TCP Receive window advertisement fixes.

The fix in commit 028e045da93b7c1c26417e80e4b4e388b86a713d was incorrect as it can cause the right edge of the window to shrink when we announce a zero window due to receive buffer being full as its done before the check for seeing if the window is being shrunk because of the selected window. Further the window was calculated purely on available space but in cases where we are getting full sized segments it makes more sense to use the actual bytes being held. This CL changes to use the lower of the total available space vs the available space in the maximal window we could advertise minus the actual payload bytes being held. This change also cleans up the code so that the window selection logic is not duplicated between getSendParams() and windowCrossedACKThresholdLocked. PiperOrigin-RevId: 336404827
author: Bhasker Hariharan <bhaskerh@google.com> 2020-10-09 18:59:48 -0700
committer: gVisor bot <gvisor-bot@google.com> 2020-10-09 19:02:03 -0700
commit: db36d948fa63ce950d94a5e8e9ebc37956543661 (patch)

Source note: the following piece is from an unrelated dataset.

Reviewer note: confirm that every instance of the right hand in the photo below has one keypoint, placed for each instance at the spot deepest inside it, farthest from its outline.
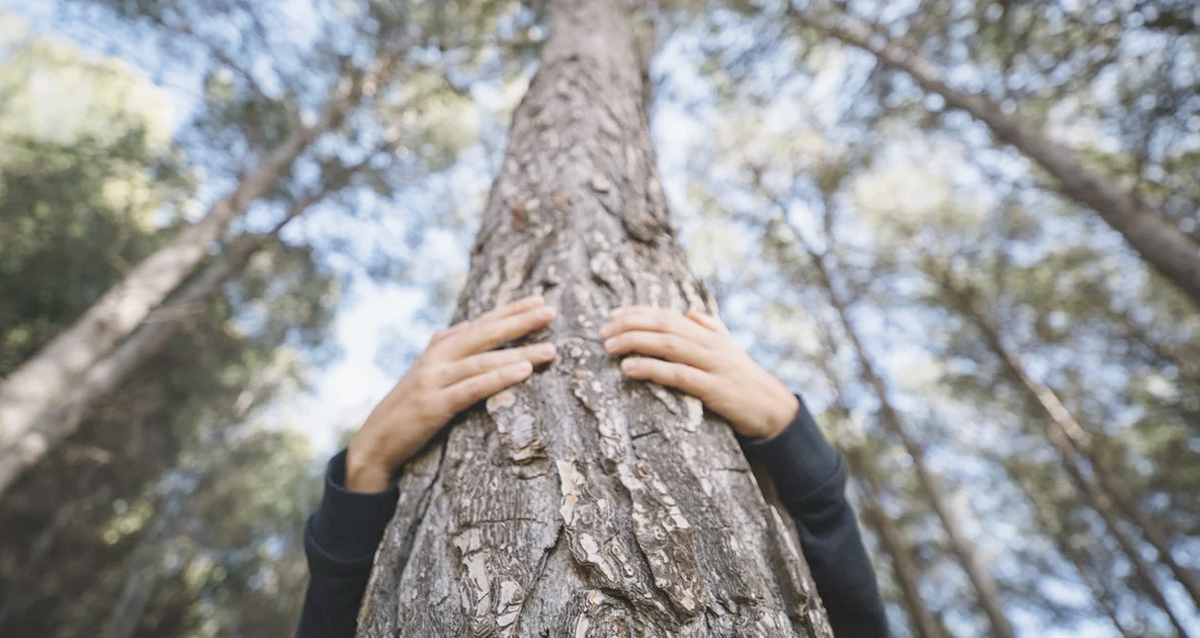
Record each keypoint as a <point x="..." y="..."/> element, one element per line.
<point x="457" y="369"/>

tree: 123b5ab20650dbb5f79300a4d68d2d98e4c79cfe
parent: d75fe7660a61a454ece9472658eac609b3bf61e6 (diff)
5 files changed, 146 insertions, 27 deletions
diff --git a/pkg/tcpip/transport/tcp/connect.go b/pkg/tcpip/transport/tcp/connect.go
index 189c01c8f..0aaef495d 100644
--- a/pkg/tcpip/transport/tcp/connect.go
+++ b/pkg/tcpip/transport/tcp/connect.go
@@ -1219,12 +1219,6 @@ func (e *endpoint) handleSegment(s *segment) (cont bool, err *tcpip.Error) {
 			return true, nil
 		}
 
-		// Increase counter if after processing the segment we would potentially
-		// advertise a zero window.
-		if crossed, above := e.windowCrossedACKThresholdLocked(-s.segMemSize()); crossed && !above {
-			e.stats.ReceiveErrors.ZeroRcvWindowState.Increment()
-		}
-
 		// Now check if the received segment has caused us to transition
 		// to a CLOSED state, if yes then terminate processing and do
 		// not invoke the sender.
diff --git a/pkg/tcpip/transport/tcp/endpoint.go b/pkg/tcpip/transport/tcp/endpoint.go
index bc3b409ba..3bcd3923a 100644
--- a/pkg/tcpip/transport/tcp/endpoint.go
+++ b/pkg/tcpip/transport/tcp/endpoint.go
@@ -248,6 +248,11 @@ type ReceiveErrors struct {
 	// ZeroRcvWindowState is the number of times we advertised
 	// a zero receive window when rcvList is full.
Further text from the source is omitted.